Since pilots were flying farther, faster, and higher than ever before, these Icaruses would come down with massive headaches from the bright sun. Lieutenant General John MacCready of the U.S. Air Corps called up Bausch & Lomb, who tackled the situation and unwittingly left the greatest mark on the history of eyewear.
2. The first guy to popularize the Aviator was not a celebrity, but rather General Douglas MacArthur.
When he landed on a beach in the Philippines during WWII, photojournalists snapped pics that would give the shades their first global exposure. They became popular with the French Army soon after, giving the Arkansas-born commander the fashion validation that he obviously didn't need.
3. The original Ray-Ban prototype had green-tinted lenses and was made of plastic.
To combat the intense blues and whites of the sky and sun, the green lenses tinted things just right. As for the prototype's plastic frames, Ray-Ban quickly ditched them for thin metal.
4. Humphrey Bogart gave the young Ray-Ban some solid celeb publicity way before James Dean or Brando.
Bogey's very period-specific choice didn't pick up quite like the Wayfarer did on Dean's nose, but it was the beginning of a beautiful friendship between Ray-Ban and celebrities.
5. Ray-Ban did Transitions lenses way before Transitions.
Back in 1974, the Ray-Ban Ambermatic was introduced, which changed its tint based on lighting conditions. Hunter S. Thompson was a big fan.
6. In Fear and Loathing in Las Vegas, that weird thing on Raoul Duke's Aviators was a cigarette holder.
One of the more bizarre Ray-Ban designs, the Kalichrome Shooter Aviator's cigarette hole supposedly allowed the wearer to free up both hands for shooting. However, Hunter S. Thompson (a.k.a. Raoul Duke) still preferred a classic cigarette holder. Because those actually work.
7. Ray-Ban has an app that will filter your photos through their trademark Ambermatic lens.
Like actually. There is a setup in London where a camera takes a picture of your picture through a pair of Ambermatic Aviators and sends it back to you. Your move, Instagram.
8. Disco almost killed the Ray-Ban.
During the late seventies and eighties, garish disco-styled eyewear surpassed the Ray-Ban enthusiasm that Bob Dylan, Andy Warhol, and all the others had created. Designer eyewear and chaos took over. Fortunately, they had a guardian angel...
9. Tom Cruise's movies have singlehandedly raised Ray-Ban sales over 40 percent. Twice.
In 1983, Tom Cruise traded pants for Wayfarers in Risky Business and re-boosted Ray-Ban sales around 50 percent.

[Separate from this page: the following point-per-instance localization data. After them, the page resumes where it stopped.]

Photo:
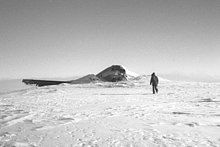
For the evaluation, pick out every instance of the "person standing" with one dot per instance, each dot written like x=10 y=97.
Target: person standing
x=154 y=82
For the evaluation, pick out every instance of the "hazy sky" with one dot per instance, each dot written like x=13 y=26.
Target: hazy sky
x=62 y=38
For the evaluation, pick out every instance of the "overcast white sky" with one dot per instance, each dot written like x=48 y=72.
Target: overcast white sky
x=54 y=38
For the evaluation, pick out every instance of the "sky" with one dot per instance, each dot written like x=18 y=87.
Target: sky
x=64 y=38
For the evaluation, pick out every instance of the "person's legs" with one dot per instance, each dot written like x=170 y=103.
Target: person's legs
x=153 y=89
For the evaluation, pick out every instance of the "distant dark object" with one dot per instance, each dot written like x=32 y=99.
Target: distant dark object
x=154 y=82
x=42 y=82
x=114 y=73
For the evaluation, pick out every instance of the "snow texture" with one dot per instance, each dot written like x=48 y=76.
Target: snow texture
x=124 y=114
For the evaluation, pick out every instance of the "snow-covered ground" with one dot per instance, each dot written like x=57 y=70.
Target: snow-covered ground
x=124 y=114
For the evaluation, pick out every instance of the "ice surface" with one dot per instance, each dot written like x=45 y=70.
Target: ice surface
x=112 y=114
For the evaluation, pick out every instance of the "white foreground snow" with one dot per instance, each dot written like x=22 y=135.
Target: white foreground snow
x=108 y=114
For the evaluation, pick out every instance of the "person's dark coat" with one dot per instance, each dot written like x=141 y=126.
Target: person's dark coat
x=154 y=80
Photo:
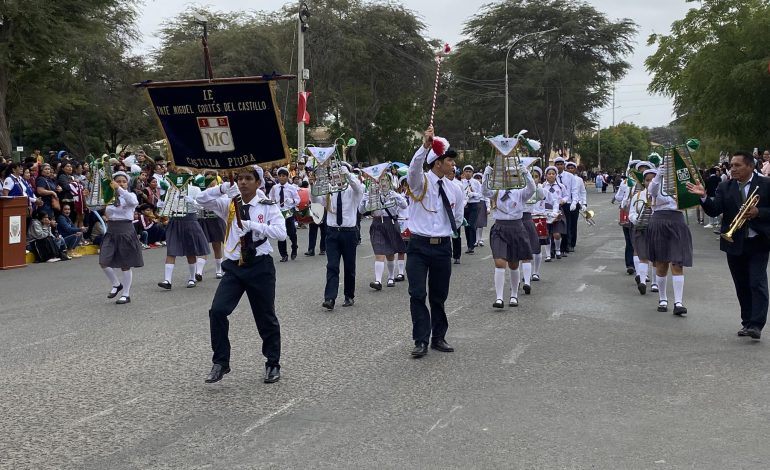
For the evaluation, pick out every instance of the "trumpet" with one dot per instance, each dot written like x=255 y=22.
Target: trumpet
x=741 y=217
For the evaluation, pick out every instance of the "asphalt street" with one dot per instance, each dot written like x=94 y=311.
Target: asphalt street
x=584 y=374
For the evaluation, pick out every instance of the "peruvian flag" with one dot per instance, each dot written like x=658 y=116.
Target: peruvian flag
x=302 y=114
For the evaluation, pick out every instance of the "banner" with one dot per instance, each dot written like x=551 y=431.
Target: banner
x=220 y=124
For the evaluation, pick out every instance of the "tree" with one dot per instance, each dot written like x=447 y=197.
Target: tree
x=714 y=65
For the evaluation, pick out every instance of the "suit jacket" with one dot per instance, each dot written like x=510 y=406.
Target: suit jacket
x=728 y=201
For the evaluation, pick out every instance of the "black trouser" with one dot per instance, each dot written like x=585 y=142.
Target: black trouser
x=258 y=281
x=471 y=214
x=431 y=264
x=340 y=242
x=749 y=271
x=291 y=234
x=629 y=255
x=314 y=234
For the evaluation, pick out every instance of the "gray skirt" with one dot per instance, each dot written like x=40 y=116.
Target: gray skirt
x=120 y=246
x=510 y=241
x=385 y=236
x=213 y=229
x=529 y=226
x=185 y=237
x=668 y=238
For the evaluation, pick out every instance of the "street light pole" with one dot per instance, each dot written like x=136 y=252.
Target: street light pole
x=506 y=68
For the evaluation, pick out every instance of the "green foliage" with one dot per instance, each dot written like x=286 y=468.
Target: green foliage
x=714 y=66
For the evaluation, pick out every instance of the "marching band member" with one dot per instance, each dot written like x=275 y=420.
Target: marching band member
x=248 y=268
x=555 y=199
x=508 y=238
x=669 y=242
x=385 y=237
x=435 y=213
x=286 y=196
x=341 y=237
x=120 y=247
x=473 y=195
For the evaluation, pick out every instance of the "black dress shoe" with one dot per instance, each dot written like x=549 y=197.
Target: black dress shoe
x=441 y=345
x=272 y=374
x=217 y=372
x=115 y=290
x=420 y=350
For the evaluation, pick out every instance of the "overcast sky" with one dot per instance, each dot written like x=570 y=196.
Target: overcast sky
x=444 y=20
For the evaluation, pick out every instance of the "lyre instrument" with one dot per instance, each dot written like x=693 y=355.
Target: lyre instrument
x=379 y=186
x=741 y=218
x=510 y=153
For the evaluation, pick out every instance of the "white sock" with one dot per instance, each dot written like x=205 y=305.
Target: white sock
x=526 y=268
x=379 y=267
x=200 y=264
x=678 y=282
x=661 y=281
x=515 y=283
x=128 y=278
x=499 y=282
x=111 y=276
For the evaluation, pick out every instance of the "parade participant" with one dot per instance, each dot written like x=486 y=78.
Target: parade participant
x=286 y=196
x=435 y=213
x=248 y=268
x=120 y=247
x=554 y=200
x=473 y=205
x=385 y=237
x=184 y=237
x=669 y=243
x=747 y=253
x=508 y=238
x=341 y=237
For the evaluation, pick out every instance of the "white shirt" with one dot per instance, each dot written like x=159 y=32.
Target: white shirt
x=290 y=196
x=512 y=208
x=427 y=217
x=269 y=221
x=125 y=211
x=351 y=198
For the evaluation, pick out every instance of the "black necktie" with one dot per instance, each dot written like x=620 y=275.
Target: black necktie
x=447 y=208
x=339 y=209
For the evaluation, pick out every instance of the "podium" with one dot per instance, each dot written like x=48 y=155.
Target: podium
x=13 y=232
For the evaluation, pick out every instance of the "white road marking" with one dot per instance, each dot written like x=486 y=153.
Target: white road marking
x=266 y=419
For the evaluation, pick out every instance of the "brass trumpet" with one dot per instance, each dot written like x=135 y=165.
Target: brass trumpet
x=740 y=218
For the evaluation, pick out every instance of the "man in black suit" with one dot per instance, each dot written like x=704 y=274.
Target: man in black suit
x=747 y=255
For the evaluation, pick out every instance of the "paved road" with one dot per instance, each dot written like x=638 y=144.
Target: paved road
x=584 y=374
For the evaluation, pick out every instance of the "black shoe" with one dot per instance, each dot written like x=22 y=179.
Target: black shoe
x=115 y=290
x=217 y=372
x=420 y=350
x=441 y=345
x=272 y=374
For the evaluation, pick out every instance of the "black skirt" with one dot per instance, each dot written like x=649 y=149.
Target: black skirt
x=668 y=238
x=510 y=241
x=120 y=246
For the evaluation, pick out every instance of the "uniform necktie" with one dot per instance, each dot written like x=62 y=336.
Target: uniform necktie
x=339 y=209
x=447 y=208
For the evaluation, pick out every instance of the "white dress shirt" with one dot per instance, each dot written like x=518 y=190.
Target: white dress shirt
x=125 y=211
x=427 y=217
x=266 y=218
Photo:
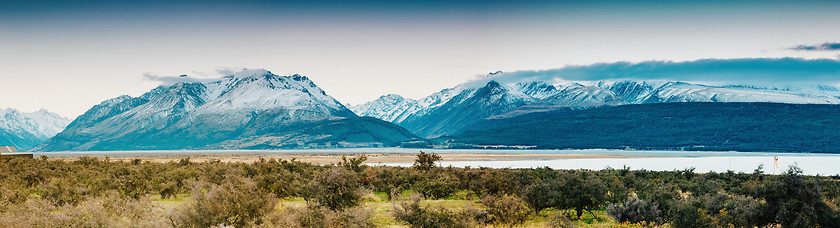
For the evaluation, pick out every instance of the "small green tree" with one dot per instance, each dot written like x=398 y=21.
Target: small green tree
x=426 y=161
x=336 y=188
x=354 y=164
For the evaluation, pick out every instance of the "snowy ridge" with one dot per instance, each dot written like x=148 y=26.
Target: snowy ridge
x=24 y=130
x=250 y=103
x=426 y=116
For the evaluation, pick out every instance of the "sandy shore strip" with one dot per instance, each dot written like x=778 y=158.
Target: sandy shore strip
x=373 y=159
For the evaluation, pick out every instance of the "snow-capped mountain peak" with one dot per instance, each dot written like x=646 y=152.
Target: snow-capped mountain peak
x=25 y=130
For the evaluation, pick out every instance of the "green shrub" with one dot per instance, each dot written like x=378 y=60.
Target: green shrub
x=506 y=210
x=336 y=188
x=636 y=210
x=236 y=202
x=424 y=217
x=426 y=161
x=108 y=210
x=436 y=186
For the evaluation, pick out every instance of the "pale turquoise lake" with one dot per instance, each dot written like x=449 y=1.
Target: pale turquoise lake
x=702 y=161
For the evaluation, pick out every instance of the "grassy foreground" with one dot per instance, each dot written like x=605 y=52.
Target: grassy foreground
x=90 y=192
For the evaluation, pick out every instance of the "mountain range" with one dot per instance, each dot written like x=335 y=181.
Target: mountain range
x=256 y=109
x=25 y=130
x=454 y=110
x=251 y=109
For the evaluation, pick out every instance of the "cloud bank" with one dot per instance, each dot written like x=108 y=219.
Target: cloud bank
x=822 y=47
x=746 y=70
x=171 y=80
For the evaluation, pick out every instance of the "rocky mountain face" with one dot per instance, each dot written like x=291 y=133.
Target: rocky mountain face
x=25 y=130
x=249 y=109
x=453 y=110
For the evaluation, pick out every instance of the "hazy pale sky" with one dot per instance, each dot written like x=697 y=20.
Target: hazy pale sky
x=66 y=57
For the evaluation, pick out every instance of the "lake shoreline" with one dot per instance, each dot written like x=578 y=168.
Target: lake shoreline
x=373 y=158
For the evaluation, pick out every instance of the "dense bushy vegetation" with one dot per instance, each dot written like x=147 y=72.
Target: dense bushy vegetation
x=91 y=192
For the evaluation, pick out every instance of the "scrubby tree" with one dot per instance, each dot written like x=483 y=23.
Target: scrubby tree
x=636 y=210
x=426 y=161
x=794 y=200
x=336 y=188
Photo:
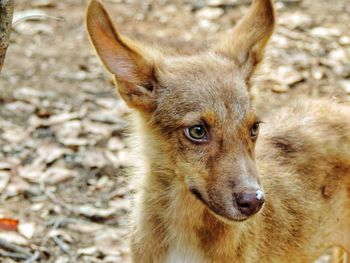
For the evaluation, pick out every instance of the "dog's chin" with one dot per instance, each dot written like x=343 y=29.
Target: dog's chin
x=231 y=217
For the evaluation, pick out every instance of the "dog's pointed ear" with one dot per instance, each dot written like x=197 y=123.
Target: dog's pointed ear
x=126 y=60
x=246 y=43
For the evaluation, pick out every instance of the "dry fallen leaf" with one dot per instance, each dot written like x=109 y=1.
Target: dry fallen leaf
x=9 y=224
x=27 y=229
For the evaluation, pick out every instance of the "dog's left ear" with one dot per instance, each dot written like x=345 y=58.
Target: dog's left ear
x=129 y=62
x=247 y=42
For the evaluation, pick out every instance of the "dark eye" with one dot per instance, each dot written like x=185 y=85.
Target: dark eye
x=197 y=133
x=254 y=131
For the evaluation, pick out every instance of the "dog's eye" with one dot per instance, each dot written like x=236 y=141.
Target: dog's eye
x=197 y=133
x=254 y=131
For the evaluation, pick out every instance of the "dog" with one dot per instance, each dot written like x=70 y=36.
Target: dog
x=210 y=189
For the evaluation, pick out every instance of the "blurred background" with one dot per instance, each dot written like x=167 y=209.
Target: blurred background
x=64 y=191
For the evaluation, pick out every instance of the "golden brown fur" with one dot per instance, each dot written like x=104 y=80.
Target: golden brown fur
x=186 y=208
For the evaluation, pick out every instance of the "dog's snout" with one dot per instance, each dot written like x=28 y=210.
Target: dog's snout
x=250 y=203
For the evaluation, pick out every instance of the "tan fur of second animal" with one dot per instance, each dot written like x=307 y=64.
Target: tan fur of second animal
x=206 y=175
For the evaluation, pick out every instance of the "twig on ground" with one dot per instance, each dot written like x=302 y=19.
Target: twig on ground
x=33 y=258
x=14 y=248
x=16 y=256
x=6 y=14
x=30 y=17
x=63 y=246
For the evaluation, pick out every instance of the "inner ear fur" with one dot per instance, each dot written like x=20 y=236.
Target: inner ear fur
x=129 y=62
x=246 y=44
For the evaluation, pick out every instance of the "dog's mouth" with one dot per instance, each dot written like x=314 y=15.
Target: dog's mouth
x=220 y=213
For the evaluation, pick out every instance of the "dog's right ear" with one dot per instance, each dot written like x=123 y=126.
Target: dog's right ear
x=125 y=59
x=246 y=44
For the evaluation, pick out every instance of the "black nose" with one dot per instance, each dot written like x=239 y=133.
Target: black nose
x=250 y=203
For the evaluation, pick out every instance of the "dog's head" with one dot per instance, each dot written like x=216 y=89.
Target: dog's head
x=197 y=107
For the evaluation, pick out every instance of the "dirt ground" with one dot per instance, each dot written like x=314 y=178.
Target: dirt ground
x=63 y=157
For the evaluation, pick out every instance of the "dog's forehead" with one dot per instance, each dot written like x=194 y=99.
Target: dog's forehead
x=203 y=84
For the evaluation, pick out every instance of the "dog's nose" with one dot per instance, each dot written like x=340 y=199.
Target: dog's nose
x=250 y=203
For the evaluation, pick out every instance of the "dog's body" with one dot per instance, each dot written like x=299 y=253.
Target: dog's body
x=203 y=175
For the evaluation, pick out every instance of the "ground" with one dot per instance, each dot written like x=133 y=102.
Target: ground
x=63 y=158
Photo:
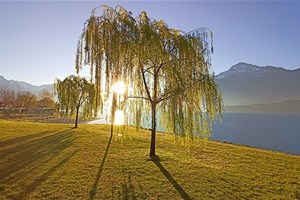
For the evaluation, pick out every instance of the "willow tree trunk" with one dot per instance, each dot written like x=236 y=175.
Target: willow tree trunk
x=76 y=119
x=153 y=130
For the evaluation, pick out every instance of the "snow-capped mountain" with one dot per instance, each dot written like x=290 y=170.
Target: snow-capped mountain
x=20 y=86
x=245 y=84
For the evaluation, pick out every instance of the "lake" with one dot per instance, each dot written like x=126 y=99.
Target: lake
x=273 y=131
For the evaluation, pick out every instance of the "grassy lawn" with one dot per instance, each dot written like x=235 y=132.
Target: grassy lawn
x=51 y=161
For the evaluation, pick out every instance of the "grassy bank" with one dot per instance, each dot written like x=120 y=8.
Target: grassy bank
x=51 y=161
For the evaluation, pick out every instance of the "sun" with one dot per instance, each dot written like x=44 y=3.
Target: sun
x=119 y=87
x=119 y=117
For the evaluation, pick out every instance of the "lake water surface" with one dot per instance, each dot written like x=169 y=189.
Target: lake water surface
x=273 y=131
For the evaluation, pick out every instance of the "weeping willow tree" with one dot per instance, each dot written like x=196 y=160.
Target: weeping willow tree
x=166 y=71
x=75 y=92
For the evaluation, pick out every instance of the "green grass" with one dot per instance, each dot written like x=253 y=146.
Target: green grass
x=50 y=161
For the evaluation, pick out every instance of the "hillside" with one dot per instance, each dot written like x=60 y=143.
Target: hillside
x=20 y=86
x=49 y=161
x=246 y=84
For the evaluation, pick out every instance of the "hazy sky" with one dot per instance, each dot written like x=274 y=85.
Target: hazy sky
x=38 y=39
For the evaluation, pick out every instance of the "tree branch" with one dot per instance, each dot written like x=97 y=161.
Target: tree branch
x=145 y=82
x=175 y=92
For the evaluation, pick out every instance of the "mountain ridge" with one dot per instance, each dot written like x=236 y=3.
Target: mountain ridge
x=21 y=86
x=247 y=84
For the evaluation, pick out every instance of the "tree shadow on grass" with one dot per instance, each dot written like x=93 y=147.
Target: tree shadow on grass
x=176 y=185
x=20 y=159
x=44 y=176
x=128 y=191
x=96 y=183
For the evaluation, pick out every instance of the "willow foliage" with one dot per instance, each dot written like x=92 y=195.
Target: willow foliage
x=166 y=69
x=75 y=92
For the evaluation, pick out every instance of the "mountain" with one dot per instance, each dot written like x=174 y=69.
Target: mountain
x=20 y=86
x=246 y=84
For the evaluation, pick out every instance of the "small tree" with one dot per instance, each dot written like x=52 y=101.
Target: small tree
x=26 y=100
x=7 y=98
x=167 y=69
x=73 y=92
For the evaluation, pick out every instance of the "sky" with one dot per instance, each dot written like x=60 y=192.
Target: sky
x=38 y=38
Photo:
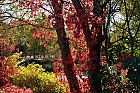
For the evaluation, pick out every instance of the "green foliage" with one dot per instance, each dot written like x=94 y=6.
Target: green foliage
x=134 y=69
x=33 y=77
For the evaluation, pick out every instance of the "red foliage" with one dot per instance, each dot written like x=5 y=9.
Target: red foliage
x=15 y=89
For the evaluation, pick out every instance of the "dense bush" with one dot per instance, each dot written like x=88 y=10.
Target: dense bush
x=34 y=77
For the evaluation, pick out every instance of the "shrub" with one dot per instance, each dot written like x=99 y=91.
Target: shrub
x=15 y=89
x=34 y=77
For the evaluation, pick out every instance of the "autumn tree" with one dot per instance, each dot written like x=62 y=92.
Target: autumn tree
x=80 y=21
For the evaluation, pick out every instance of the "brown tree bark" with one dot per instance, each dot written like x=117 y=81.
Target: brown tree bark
x=95 y=87
x=63 y=42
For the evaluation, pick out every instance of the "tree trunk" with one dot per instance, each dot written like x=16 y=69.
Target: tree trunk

Three years later, he swapped the Wayfarers for Aviators, played some sweaty volleyball, rode his motorcycle, took a shower at a girl's house, and casually gave Ray-Ban a 40 percent sales increase by taking it back to its fighter plane roots. Oh, and he boosted sales another 15 percent with Rain Man. He may be crazy, but respect.
10. Getting caught selling counterfeit Ray-Bans is a Class B felony.
Just a friendly FYI. And homages don't count — the dude on the beach huckin' "the real deal" is only risking it all if it says "Ray-Ban" on it.
11. But that doesn't exactly scare anyone off. The UAE authorities recently busted a Chinese optics company with around 143,700 fake pairs of shades.
Ray-Ban welcomed the final order to destroy them "with great satisfaction." Talk about keeping it real.